Michael Tilson Thomas has shown a powerful feeling
for French music during his tenure with the San Francisco Symphony,
especially, in previous performances, Berlioz, Debussy and Ravel. Combine
that with his enthusiasm for the more colorful wing of late 20th-century
music and you have a dazzling, somewhat offbeat program that combines
Pierre Boulez and Olivier Messiaen with Maurice Ravel and Claude Debussy.

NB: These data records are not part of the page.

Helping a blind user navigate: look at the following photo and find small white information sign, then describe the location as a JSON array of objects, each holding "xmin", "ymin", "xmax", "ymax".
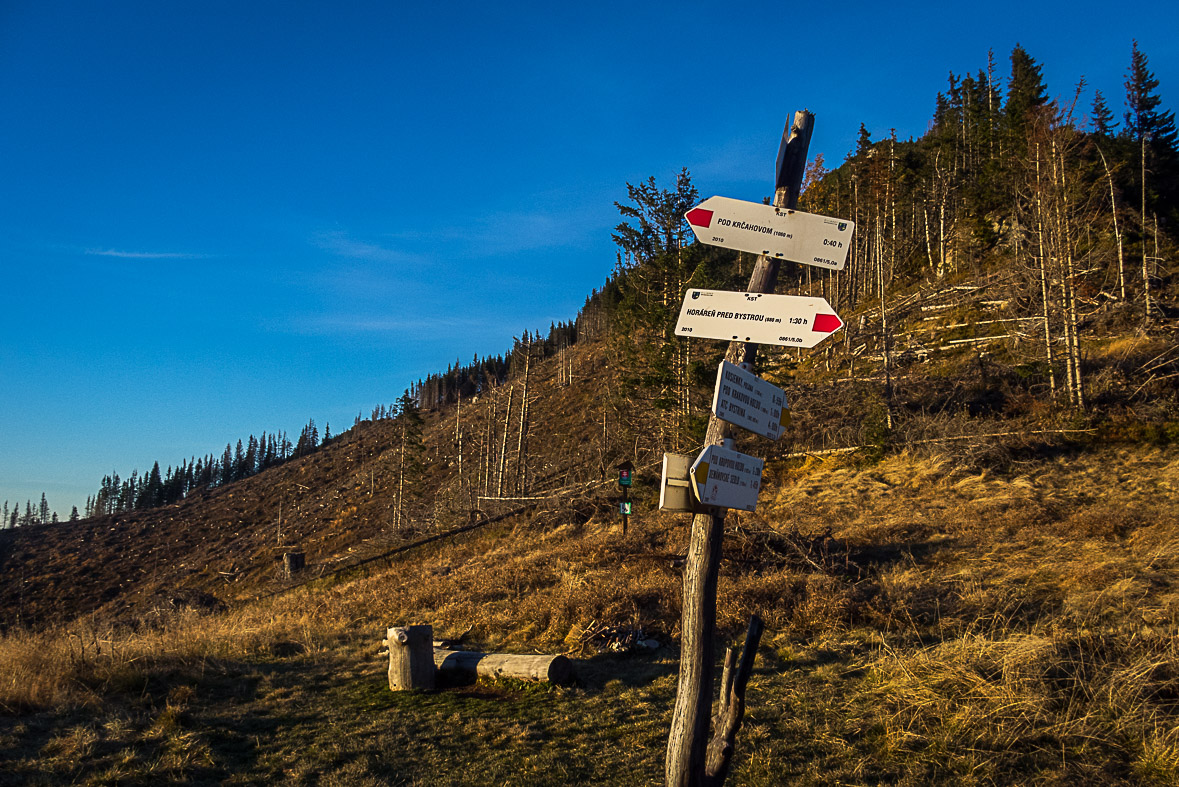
[
  {"xmin": 712, "ymin": 361, "xmax": 789, "ymax": 439},
  {"xmin": 676, "ymin": 290, "xmax": 843, "ymax": 348},
  {"xmin": 684, "ymin": 197, "xmax": 856, "ymax": 271},
  {"xmin": 692, "ymin": 445, "xmax": 765, "ymax": 511}
]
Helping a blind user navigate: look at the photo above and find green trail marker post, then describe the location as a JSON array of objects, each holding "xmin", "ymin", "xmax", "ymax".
[{"xmin": 618, "ymin": 461, "xmax": 634, "ymax": 536}]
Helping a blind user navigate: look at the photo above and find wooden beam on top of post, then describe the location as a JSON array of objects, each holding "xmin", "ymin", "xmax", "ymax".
[{"xmin": 665, "ymin": 110, "xmax": 815, "ymax": 787}]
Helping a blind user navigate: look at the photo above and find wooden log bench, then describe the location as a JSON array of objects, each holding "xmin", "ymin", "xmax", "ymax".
[{"xmin": 382, "ymin": 626, "xmax": 573, "ymax": 692}]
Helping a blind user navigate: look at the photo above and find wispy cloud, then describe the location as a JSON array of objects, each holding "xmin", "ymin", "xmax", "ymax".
[
  {"xmin": 83, "ymin": 249, "xmax": 210, "ymax": 259},
  {"xmin": 289, "ymin": 315, "xmax": 487, "ymax": 336},
  {"xmin": 311, "ymin": 231, "xmax": 423, "ymax": 265},
  {"xmin": 388, "ymin": 205, "xmax": 605, "ymax": 256}
]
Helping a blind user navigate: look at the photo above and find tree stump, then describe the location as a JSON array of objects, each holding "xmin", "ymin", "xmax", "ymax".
[{"xmin": 386, "ymin": 626, "xmax": 435, "ymax": 692}]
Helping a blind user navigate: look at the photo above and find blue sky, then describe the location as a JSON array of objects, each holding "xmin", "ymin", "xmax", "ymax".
[{"xmin": 0, "ymin": 0, "xmax": 1179, "ymax": 517}]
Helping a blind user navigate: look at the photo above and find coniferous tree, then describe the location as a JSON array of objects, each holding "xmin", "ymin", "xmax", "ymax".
[
  {"xmin": 1007, "ymin": 44, "xmax": 1048, "ymax": 144},
  {"xmin": 1122, "ymin": 40, "xmax": 1179, "ymax": 318},
  {"xmin": 393, "ymin": 389, "xmax": 426, "ymax": 530},
  {"xmin": 1089, "ymin": 90, "xmax": 1118, "ymax": 137}
]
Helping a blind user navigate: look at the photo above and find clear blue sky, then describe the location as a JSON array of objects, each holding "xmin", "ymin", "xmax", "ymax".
[{"xmin": 0, "ymin": 0, "xmax": 1179, "ymax": 517}]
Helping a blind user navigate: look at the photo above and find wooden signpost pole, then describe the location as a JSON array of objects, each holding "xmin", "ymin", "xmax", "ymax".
[{"xmin": 665, "ymin": 111, "xmax": 815, "ymax": 787}]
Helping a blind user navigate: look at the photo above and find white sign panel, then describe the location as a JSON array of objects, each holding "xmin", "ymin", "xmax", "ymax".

Boulez studied composition with Messiaen, who in turn
learned from Ravel, and it all leads back to that seminal work of 20th-century
French music, Debussy's "La Mer." As if to demonstrate how each composer
influenced the next, Thomas chose pieces that clearly show these influences,
coming as they do in that portion of the composers' careers after they
had established their own styles, and he arranged them in reverse chronological
order, leading to many "aha" moments when the ear hears something in
the earlier music that connects with the later piece. The program began
with Boulez's 1976 "Messagesquisse" for seven cellos, followed by Messiaen's
1964 "Couleurs de la Cité Céleste," and Ravel's 1922 "Duo
for violin and cello" arranged for string orchestra by assistant concertmaster
Mark Volkert, the concert culminating with Debussy's 1905 masterpiece.
This order of performance also leads from the cello-only
timbre of the Boulez to the percussion, brass and woodwinds (no strings)
of the Messaien, to the strings-only Ravel and finally to the glorious,
full orchestra of the Debussy. Want another connection? The first movement
from the "duo" got its first hearing at a 1921 concert organized to
honor Debussy.
"La Mer" is the wellspring of much we associate with
French 20th-century music, not least because in it Debussy finally moved
away from the fuzzy water-color harmonies of his earlier music into
a more muscular, incisive sound. That links it to Ravel's "Duo" music,
which in the original version manages to suggest dense, even astringent
harmonies. And that connects with Messiaen's outrageously colorful harmonic
palette, the echoes of which can be heard, pared down to an essence,
in the Boulez.
All that would mean little if the music did not deliver
something beyond an intellectual game. The major thread that ties these
pieces together is a particularly French fascination with timbre. In
that, the symphony did itself proud, reveling in the sheer joy of orchestral
colors. The opening bars of the Boulez, for example, linger over the
six whole notes of a tone row, the solo cello stating each in turn while
one of the other cellos picks it up, pianissimo, holding it to form
a chord. Boulez goes on to develop the tone row, creating some paradoxically
beautiful dissonances.
For Messiaen, famous for seeing actual colors in musical
sound, writing a piece called "colors of a celestial city" represents
a chance to write those colors on a big canvas. He does so, with his
trademark clanging of gongs, rattling of marimbas and xylophones and
big brass rhetoric. He also puts these sounds cheek-by-jowl with complete
disregard for compositional transitions. The effect can be jarring,
and in this piece, as with much of Messiaen, it's tempting to wonder
where it is going. Let's put it this way. It's not an easy first half
for those who came for "La Mer."
To be sure, the orchestra found a more comfortable
footing in the Ravel and Debussy pieces that occupied the second half.
Volker's deft setting of the "Duo" expanded only subtly on Debussy's
original voicings, only occasionally filling it out with more than two-
or three-part harmonies. Especially luminous was the slow movement,
which found magic in solo work by Volkert, in the concert master's chair,
and principal cellist Michel Grebanier, delicately emerging into a string
quartet with the addition of a second violin and viola, before expanding
into the full ensemble. The piece works beautifully for string orchestra.
Volkert's orchestration should find a home with many orchestras.
The glory of the concert was "La Mer," which found
all the orchestra's principals playing brilliantly, in particular flutist
Paul Renzi, English horn Julie Ann Giacobassi and principal clarinet
David Breeden. Thomas stressed clarity in his conducting, especially
of texture and rhythm. Harmonies emerged in rich colors and the attention
to rhythm paid off big time as the climax built with a naturalness that
made them feel exactly the sea rising and washing across the prow, making
a thrilling climax to a thought-provoking concert.